Nicknaming A Student ‘Monica’ Carries Sufficient Sexual Overtones To Justify Harassment Lawsuit

byLindy Korn, Esq.

Inbal Hayut v. The State University of New York, State University of New York College at New Paltz, Alex Young, individually, Richard Varbero, individually, Gerald Benjamin, individually, and Lewis Brownstein, individually U.S. Court of Appeals, 2nd Circuit, decided Dec. 18, 2003, 02-9014.

A university professor, who allegedly repeatedly called a student “Monica” and made other comments, alluding to the Clinton/Lewinsky scandal can be sued for sexual harassment, under 1983, the Second Circuit Court of Appeals has ruled in reversing a summary judgment.

The facts are as follows: The professor allegedly began calling the plaintiff, a political science major, “Monica” because of her resemblance to Monica Lewinsky. He allegedly also made several other remarks during the class, indicating, “be quite, I’ll give you a cigar later,” “how was your weekend with Bill?” and “you are wearing the same color lipstick that Monica wears.”

The student sued under 1983, claiming other male students began to address her similarly, that she stopped watching the news, fearing that new developments in the scandal would lead to more remarks in class and that she stopped going to classes and failed many courses because of the comments.

The Second Circuit held that whether the remarks were severe enough to rise to the level of sexual harassment was an issue of fact for the jury.

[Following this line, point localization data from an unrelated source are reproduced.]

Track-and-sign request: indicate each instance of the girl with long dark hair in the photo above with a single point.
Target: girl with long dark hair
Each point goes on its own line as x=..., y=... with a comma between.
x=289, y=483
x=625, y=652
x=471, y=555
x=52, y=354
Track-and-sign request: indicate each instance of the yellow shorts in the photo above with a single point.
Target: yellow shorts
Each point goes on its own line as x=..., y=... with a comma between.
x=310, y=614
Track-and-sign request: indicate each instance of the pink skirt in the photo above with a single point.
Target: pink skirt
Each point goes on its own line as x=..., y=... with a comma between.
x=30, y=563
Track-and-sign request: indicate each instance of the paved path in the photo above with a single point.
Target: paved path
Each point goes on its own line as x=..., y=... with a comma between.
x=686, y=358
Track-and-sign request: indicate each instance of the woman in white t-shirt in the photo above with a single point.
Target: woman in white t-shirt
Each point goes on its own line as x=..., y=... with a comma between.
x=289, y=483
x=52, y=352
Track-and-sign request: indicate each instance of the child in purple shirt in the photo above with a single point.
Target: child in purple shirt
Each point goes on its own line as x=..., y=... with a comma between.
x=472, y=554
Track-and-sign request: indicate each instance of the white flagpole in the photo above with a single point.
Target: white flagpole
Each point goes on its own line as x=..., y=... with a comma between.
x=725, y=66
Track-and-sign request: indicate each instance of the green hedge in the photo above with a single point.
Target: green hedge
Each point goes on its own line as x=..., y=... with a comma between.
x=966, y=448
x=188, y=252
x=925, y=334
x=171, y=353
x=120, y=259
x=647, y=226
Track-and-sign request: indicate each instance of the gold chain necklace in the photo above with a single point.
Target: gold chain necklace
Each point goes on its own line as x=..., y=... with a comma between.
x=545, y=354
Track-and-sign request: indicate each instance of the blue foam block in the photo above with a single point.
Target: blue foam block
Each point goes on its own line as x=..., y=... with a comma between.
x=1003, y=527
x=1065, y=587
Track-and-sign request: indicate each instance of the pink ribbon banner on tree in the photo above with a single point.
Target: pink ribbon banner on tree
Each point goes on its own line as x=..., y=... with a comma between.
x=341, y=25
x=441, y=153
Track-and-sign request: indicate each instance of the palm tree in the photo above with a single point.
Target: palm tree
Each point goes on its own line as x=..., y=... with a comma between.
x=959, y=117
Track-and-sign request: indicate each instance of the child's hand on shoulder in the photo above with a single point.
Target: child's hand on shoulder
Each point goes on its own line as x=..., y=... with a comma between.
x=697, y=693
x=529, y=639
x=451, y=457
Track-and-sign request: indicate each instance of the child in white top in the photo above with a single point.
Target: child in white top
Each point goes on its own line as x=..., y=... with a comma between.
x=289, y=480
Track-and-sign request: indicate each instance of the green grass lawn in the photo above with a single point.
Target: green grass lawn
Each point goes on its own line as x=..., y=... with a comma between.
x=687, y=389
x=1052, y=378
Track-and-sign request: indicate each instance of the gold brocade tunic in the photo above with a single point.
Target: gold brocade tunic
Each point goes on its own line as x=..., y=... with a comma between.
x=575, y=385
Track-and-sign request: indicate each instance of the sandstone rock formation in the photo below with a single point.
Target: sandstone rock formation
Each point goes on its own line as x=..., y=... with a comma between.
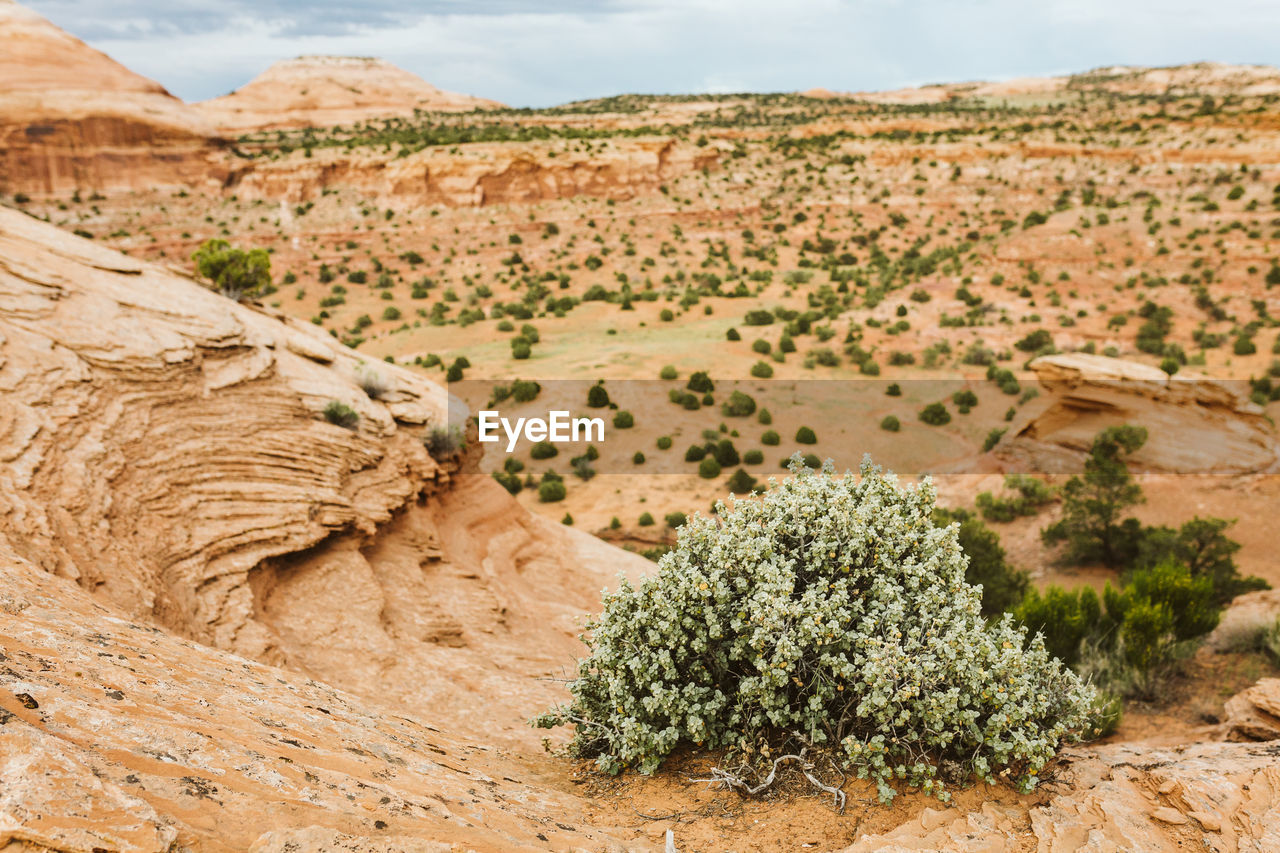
x=325, y=91
x=1124, y=797
x=476, y=176
x=164, y=447
x=1196, y=425
x=72, y=118
x=1255, y=714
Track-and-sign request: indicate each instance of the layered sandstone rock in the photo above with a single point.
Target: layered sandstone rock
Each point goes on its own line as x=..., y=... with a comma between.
x=115, y=735
x=164, y=447
x=1196, y=425
x=1124, y=797
x=476, y=174
x=1255, y=714
x=72, y=118
x=327, y=91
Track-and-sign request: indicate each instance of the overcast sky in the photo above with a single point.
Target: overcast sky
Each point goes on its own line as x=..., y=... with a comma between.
x=538, y=54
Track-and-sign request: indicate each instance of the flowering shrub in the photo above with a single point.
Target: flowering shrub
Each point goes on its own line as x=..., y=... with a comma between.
x=828, y=611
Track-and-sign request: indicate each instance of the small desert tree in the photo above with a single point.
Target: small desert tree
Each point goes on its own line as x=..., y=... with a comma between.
x=233, y=272
x=1092, y=503
x=830, y=612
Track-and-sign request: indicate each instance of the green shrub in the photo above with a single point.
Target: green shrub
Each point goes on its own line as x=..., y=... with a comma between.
x=739, y=405
x=725, y=452
x=1002, y=585
x=700, y=383
x=1091, y=524
x=508, y=482
x=1029, y=495
x=551, y=491
x=543, y=450
x=339, y=414
x=741, y=482
x=936, y=415
x=234, y=273
x=830, y=610
x=597, y=397
x=443, y=442
x=1064, y=619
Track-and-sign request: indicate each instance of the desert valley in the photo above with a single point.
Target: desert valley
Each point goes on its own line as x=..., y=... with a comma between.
x=263, y=588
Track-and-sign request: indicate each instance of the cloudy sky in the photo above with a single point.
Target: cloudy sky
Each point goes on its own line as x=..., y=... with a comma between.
x=543, y=53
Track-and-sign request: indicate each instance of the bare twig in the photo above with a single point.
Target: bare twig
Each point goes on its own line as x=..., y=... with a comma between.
x=736, y=783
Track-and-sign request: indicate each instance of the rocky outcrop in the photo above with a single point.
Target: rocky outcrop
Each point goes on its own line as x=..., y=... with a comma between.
x=1196, y=425
x=72, y=118
x=164, y=447
x=115, y=735
x=327, y=91
x=476, y=174
x=1255, y=714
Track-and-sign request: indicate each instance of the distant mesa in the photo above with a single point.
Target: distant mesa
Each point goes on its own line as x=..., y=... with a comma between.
x=325, y=91
x=1206, y=78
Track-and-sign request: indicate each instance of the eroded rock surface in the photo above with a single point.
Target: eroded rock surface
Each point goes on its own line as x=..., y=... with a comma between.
x=324, y=91
x=1194, y=425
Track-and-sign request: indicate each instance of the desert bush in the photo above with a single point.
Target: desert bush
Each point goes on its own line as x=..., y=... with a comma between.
x=1029, y=495
x=597, y=397
x=1271, y=641
x=339, y=414
x=1203, y=547
x=725, y=452
x=936, y=415
x=444, y=441
x=543, y=450
x=741, y=482
x=233, y=272
x=551, y=491
x=831, y=611
x=739, y=405
x=700, y=382
x=1092, y=503
x=1002, y=585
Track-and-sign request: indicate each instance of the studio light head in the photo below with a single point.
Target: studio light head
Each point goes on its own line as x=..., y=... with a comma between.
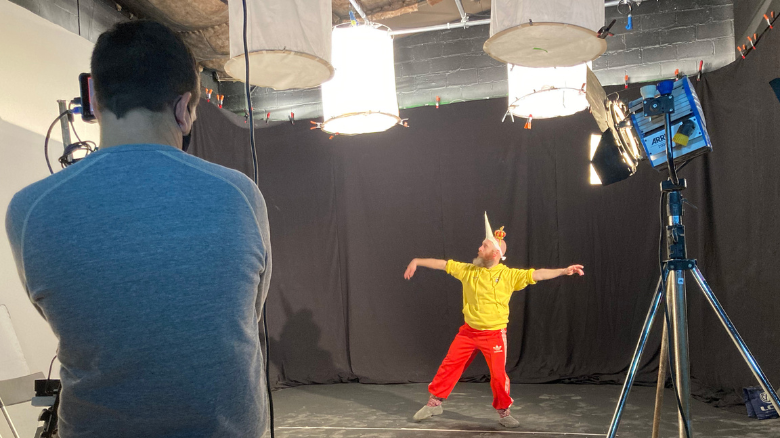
x=637, y=131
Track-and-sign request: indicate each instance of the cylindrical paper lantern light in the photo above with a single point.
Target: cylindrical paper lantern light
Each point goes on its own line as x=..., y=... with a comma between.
x=288, y=42
x=361, y=96
x=545, y=33
x=547, y=92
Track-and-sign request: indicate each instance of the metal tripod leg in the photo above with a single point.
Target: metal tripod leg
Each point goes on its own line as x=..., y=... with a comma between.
x=663, y=365
x=640, y=346
x=678, y=314
x=724, y=319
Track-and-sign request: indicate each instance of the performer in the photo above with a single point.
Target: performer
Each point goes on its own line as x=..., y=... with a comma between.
x=487, y=288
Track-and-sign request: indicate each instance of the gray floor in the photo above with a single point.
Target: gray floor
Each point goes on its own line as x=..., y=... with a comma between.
x=355, y=410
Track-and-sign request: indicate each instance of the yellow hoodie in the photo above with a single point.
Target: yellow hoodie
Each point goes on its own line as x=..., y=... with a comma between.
x=486, y=292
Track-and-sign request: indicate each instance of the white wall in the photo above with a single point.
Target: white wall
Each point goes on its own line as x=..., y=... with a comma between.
x=40, y=64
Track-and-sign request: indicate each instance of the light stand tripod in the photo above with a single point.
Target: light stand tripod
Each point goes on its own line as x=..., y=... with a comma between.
x=671, y=286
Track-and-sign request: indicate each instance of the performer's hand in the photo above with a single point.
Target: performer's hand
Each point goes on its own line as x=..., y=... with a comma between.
x=410, y=269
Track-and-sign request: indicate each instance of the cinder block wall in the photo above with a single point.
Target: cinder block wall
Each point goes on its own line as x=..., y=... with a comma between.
x=667, y=35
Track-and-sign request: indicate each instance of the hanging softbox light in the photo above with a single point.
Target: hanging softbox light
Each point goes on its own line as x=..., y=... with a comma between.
x=288, y=42
x=547, y=92
x=361, y=96
x=546, y=33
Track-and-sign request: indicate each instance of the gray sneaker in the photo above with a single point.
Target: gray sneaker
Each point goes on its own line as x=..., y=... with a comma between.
x=428, y=412
x=509, y=421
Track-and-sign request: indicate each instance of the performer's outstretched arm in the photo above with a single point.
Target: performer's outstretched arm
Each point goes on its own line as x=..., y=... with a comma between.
x=547, y=274
x=427, y=263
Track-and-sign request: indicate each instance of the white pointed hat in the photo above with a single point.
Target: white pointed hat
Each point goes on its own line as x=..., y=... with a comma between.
x=494, y=237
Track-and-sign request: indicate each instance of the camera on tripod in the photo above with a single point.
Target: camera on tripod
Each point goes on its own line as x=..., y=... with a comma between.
x=47, y=395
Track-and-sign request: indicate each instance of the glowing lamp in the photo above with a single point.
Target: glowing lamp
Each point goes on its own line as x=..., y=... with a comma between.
x=546, y=33
x=361, y=96
x=547, y=92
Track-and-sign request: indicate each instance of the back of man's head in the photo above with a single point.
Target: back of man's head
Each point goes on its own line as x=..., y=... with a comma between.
x=142, y=64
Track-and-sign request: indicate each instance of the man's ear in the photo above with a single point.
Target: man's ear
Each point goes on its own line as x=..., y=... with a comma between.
x=181, y=112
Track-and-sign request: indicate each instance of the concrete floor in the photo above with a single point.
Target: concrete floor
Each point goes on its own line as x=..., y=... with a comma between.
x=384, y=411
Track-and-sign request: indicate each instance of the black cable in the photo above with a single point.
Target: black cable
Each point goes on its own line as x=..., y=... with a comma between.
x=50, y=367
x=254, y=173
x=46, y=142
x=70, y=120
x=685, y=163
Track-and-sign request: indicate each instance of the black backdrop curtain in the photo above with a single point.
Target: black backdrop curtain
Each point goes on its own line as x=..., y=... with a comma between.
x=347, y=215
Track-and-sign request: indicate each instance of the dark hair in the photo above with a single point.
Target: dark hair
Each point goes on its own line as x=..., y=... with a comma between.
x=142, y=64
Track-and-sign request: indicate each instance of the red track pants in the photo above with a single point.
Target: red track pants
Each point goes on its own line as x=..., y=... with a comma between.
x=492, y=344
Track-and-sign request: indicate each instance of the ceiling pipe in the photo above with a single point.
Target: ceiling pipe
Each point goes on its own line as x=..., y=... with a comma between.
x=441, y=27
x=359, y=9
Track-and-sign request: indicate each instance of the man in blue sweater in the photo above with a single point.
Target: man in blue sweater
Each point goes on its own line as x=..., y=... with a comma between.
x=150, y=265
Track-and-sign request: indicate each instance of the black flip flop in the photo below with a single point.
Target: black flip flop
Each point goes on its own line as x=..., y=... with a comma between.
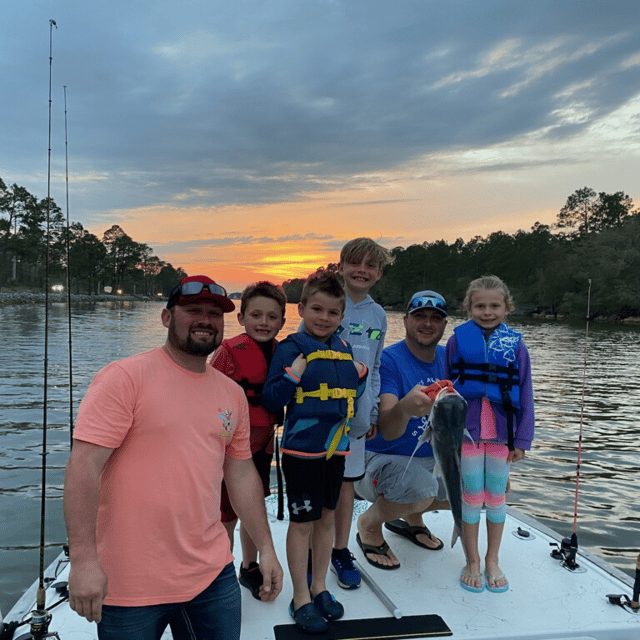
x=403, y=528
x=380, y=551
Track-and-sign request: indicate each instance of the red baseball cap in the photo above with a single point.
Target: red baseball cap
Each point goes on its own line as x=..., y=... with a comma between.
x=193, y=289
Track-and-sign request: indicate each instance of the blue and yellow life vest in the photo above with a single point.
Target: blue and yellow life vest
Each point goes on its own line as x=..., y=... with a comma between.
x=325, y=398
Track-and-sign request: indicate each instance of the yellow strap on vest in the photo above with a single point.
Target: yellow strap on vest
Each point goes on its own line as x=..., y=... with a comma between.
x=329, y=354
x=324, y=393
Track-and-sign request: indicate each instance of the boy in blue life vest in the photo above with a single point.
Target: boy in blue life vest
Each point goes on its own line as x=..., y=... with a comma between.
x=314, y=375
x=246, y=360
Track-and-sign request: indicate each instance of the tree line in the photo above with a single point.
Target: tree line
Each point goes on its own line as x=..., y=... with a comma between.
x=596, y=238
x=115, y=261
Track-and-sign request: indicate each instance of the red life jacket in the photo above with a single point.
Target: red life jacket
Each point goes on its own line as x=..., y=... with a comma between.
x=251, y=373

“The ‘Monica’ nickname pulled from the headlines covering the contemporaneous Clinton/Lewinsky scandal can readily be understood as having powerful sexual connotations and overtones,” wrote the Second Circuit panel. “Each remark, while brief, was made against a backdrop of classroom discussion and press coverage of the most salacious developments in the scandal. A reasonable jury could find that the Monica statements were more than mere joking comments or occasional vulgar banter, but were sexually charged and designed… to convey certain images of the plaintiff – that she enjoyed the same sexual implements as the real Monica Lewinsky and that she was a willing participant in deviant sexual activity with the professor himself.”

“There is, moreover, evidence in the record that suggests that, by discussing the sordid details of the Clinton/Lewinsky scandal, the professor make Lewinsky the focal point and an object of ridicule of some of his classes. By then directing Monica comments towards the plaintiff he likewise make the plaintiff the object of ridicule,” the court held.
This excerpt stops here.